The governor and gay-bashing in South Carolina

It became clear at last weekend's annual retreat of South Carolina Republican lawmakers that Gov. Mark Sanford is facing a battle for his political survival.

Angry over Sanford's confessed extramarital affair with an Argentinian woman and related allegations of misusing state funds, Sanford's fellow party members declined to take his side. The closest thing he got to a defense was when House Speaker Bobby Harrell called on his colleagues demanding Sanford's resignation or impeachment to wait for official findings of a State Ethics Commission investigation.

But Sanford is fighting back -- and some are charging that part of his strategy involves spreading rumors that the man who would take his place in the governor's mansion is gay.

As the Palmetto Scoop reported yesterday, prominent South Carolina state Sen. Jake Knotts sent a letter to fellow lawmakers in which the Republican accused unnamed Sanford supporters of taking part in an Internet whispering campaign against Lt. Gov. Andre Bauer:
"During the last two months, we have discovered plenty of solid reasons to remove our current governor from office; but now there's one more reason: the people trying to keep Sanford in power have stooped to a new low with this week's false character assassination of Bauer," Knotts wrote.
Knotts has not produced any proof tying Sanford's camp to the reports, but he says the campaign against the lieutenant governor resembles one used against him by Sanford allies during his last re-election campaign.

The controversy erupted when blogger Mike Rogers -- a gay activist featured in the documentary film "Outrage" about the secret lives of gay politicians -- reported that he has confirmed rumors that Bauer is gay. Rogers previously outed U.S. Sen. Larry Craig (R-Idaho) and Rep. Mark Foley (R-Fla.).
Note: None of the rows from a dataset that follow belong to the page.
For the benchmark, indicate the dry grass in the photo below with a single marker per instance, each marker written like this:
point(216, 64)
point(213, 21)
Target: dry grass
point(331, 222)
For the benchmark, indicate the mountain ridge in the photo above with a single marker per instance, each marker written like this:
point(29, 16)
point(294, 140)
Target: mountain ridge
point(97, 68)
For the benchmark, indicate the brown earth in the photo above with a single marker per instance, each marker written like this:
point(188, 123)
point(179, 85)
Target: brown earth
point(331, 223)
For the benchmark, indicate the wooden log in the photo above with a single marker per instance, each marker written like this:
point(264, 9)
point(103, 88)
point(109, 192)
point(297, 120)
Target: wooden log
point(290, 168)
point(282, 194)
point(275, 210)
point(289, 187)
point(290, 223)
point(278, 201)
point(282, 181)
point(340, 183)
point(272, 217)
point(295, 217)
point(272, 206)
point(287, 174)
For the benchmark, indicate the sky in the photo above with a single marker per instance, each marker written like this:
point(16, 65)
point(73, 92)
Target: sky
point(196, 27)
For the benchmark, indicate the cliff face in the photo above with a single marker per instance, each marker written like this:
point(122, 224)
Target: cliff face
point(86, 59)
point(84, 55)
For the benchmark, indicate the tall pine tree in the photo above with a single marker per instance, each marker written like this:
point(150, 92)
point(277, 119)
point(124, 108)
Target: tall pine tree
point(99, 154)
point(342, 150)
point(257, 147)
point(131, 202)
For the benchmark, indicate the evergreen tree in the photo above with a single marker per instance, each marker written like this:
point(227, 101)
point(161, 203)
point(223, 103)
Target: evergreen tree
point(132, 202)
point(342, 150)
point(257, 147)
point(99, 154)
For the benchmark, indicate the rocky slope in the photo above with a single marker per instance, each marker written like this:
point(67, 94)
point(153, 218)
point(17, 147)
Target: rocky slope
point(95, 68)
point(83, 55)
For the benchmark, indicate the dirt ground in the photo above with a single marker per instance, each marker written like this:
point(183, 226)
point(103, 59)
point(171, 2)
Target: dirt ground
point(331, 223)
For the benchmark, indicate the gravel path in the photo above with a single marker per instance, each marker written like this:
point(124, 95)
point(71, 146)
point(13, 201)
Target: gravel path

Bauer, who has denied being gay, is a conservative Christian who supported a constitutional amendment to ban gay marriage in South Carolina. Last week Bauer called on Sanford to resign.

Sanford's office has denied Knotts' charges of rumor-mongering, with his spokesman calling them "wrong" and "bizarre."

Knotts' letter asked the House and Senate to "swiftly rid our state of this Governor."  In an interview with CNN, Knotts defended Bauer -- by implying gays are bad:
"I have known Andre since he was eight years old," Knotts told CNN. "Ain't a homosexual bone in his body. That boy is a good boy. It's a just an attempt to prevent Andre from [becoming] governor."
Knotts is the lawmaker who first raised questions about Sanford's mysterious absence from the state capital in June, before it was discovered that the governor had not gone hiking on the Appalachian Trail as he told his staff but left the country to visit his lover.

Sanford immediately resigned as head of the Republican Governors Association but has rejected calls to resign as governor. State lawmakers are reportedly preparing bills of impeachment and a special legislative session to consider his ouster.